Mesdames et messieurs, vous l’avez compris, les défis sont multiples, et je finis par des mesures précises qui relèvent aussi de notre quotidien, parce que les défis commencent maintenant.

Il y a encore beaucoup de réformes à conduire et nous ferions erreur si nous pensions une seule seconde que face à ce monde qui se transforme, nous n’avons aucune carte à jouer, ou en tout cas, qu’une carte de second rang. Je ne partage pas cette idée. Nous ferions aussi fausse route si nous imaginions que face à ce monde qui se transforme, nous pourrions, en jouant sur nos avantages historiques, réussir. Je ne le crois pas une seule seconde. Mais partout où on laisse ceux qui ont l’énergie, l’envie d’entreprendre, d’innover, d’inventer quelque chose d’autre, et de le faire vite, ils y arrivent.

Mon rêve, c’est que le CAC 40 de demain, je le dis sans animosité avec celles et ceux qui représentent le CAC 40 d’aujourd’hui, change progressivement de visage, parce que ce sera la vitalité de cette économie, parce que cette économie de la distribution, si nous y prenons part, et mon souhait est que nous y prenions part à plein, viendra perturber les lignes. Elle va perturber toutes les lignes : celles de la façon de gouverner, celle de la façon de diriger les entreprises, celles aussi qui consistent à s’organiser collectivement. Mais nous avons notre carte à jouer. Nous sommes collectivement les acteurs de cette grande transformation, parce que si une chose doit être comprise des temps que nous vivons, c’est qu’il ne faut pas simplement regarder le gouvernement ou les pouvoirs publics en pensant qu’ils ont la réponse. Ils ne sont pas non plus l’origine de tous les maux si d’aventure on avait décidé de passer de l’autre côté du cheval. Les pouvoirs publics sont là pour donner un cadre, avec transparence et stabilité, pour mener toutes les réformes nécessaires. Mais nous sommes collectivement les acteurs de ce changement. Parce que cette transformation, elle s’est profondément déconcentrée. Parce qu’elle est dans la main de chacune et chacun. Et à la fin de la partie, la question se posera de savoir qui veut être progressiste, et qui veut être conservateur.

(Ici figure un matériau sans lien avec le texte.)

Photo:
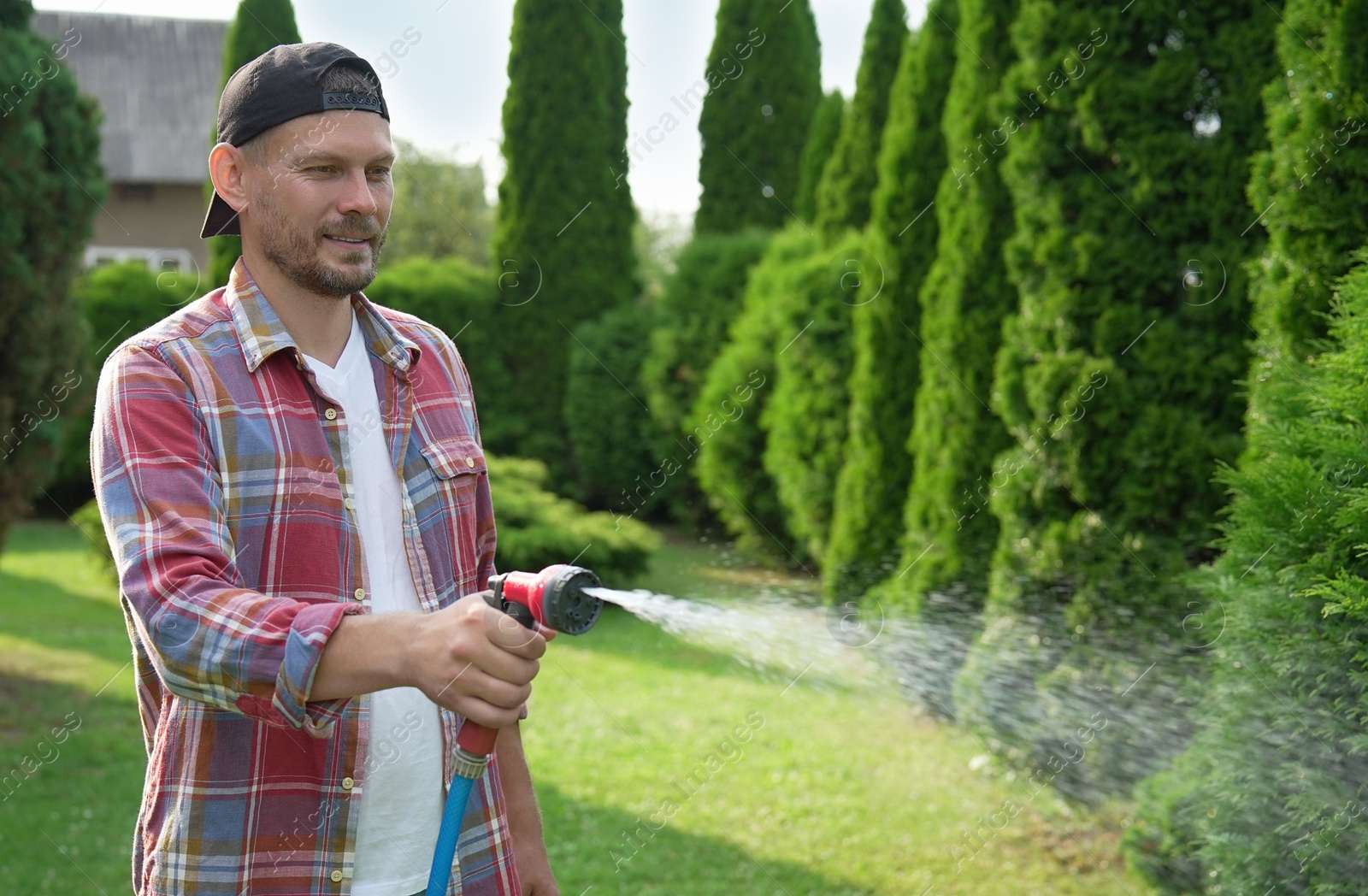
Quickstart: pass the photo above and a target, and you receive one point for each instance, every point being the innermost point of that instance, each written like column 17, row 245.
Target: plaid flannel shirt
column 225, row 489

Et pour finir, ce bon mot de Chesterton, qui n’avait pas connu cette grande transformation, mais qui vivait au cœur de la précédente. Il qualifiait ces deux camps de manière assez simple, et je me retrouve dans ce distinguo : les progressistes sont ceux qui ont décidé de continuer à faire des erreurs, les conservateurs sont ceux qui décident à tout prix de protéger les erreurs d’hier. Donc continuons à en commettre, résolument, avec enthousiasme, parce qu’elles permettront peut-être de corriger celles du passé. Merci pour votre attention.